I'm willing to bet money that you've never actually gamed on 3D for more then 10~15 min, then put it down and called it a day. Your experience would be limited to that crap they use in Theaters with movies that the 3D effect is either outrageously overdone or thrown on as an afterthought. Don't get me started into "2D->3D conversion" crap. When doing ~anything~ in 3D you need to start with the source material and a clear focus for it to be in 3D, otherwise you'll end up screwing the effect
up. 3D also takes awhile to get used to, and it's not something that can every be fixed without expensive HMDs. It's a rather deep discussion about eyeball separation, short part is it takes longer then 15m for your brain to unlearn 20~30+ years of your natural vision. After a week I found it comfortable to play games.
Problem with most of you gamers is your so used to playing console ports that you don't even realize how bad they were making them. A console port is almost impossible to get to work right with 3D vision, the developers used too many sprites, 2D overlay images and special effect cheats. It looks fine on a 2D display but the moment you try to create the 3D view you see how badly they programmed in the special effects. A game designed from the get go to be played on a 3D display will have all the info required for the 3D Vision drivers to generate the two images. Last night I loaded up Crysis Warhead (never finished it) and when I enabled 3D BAM ugly as sin. Game had FoV issues and shadows / lighting were horrible. Loaded up Crysis 2 and it looked much better. This is why Nvidia has that big list of games and how well they work with "3D", anyone that says 3D Vision Ready was made (or patched) with the intention of being displayed in 3D and avoids the cheats and short cuts that break it.
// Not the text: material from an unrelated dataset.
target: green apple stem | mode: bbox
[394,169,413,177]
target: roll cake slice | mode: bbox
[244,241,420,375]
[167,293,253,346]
Anyhow I can go into a huge discussion about the finer points and techniques to get the proper effect. Two points I'll end with are that #1, if you haven't spent a large amount of time doing 3D (and not movies with crap effects) then you can't possibly know what your talking about. And #2 the effect is amazing when pulled off correctly, especially if you mix it with a 3D positional sound system. 3D is not a "fad" and it's not "going away" anytime soon. It's not a marketing gimmick and the people bashing it typically have absolutely no experience with it outside of 15m. It's the natural evolution of virtual reality. From 50K workstations to 1.5K home systems.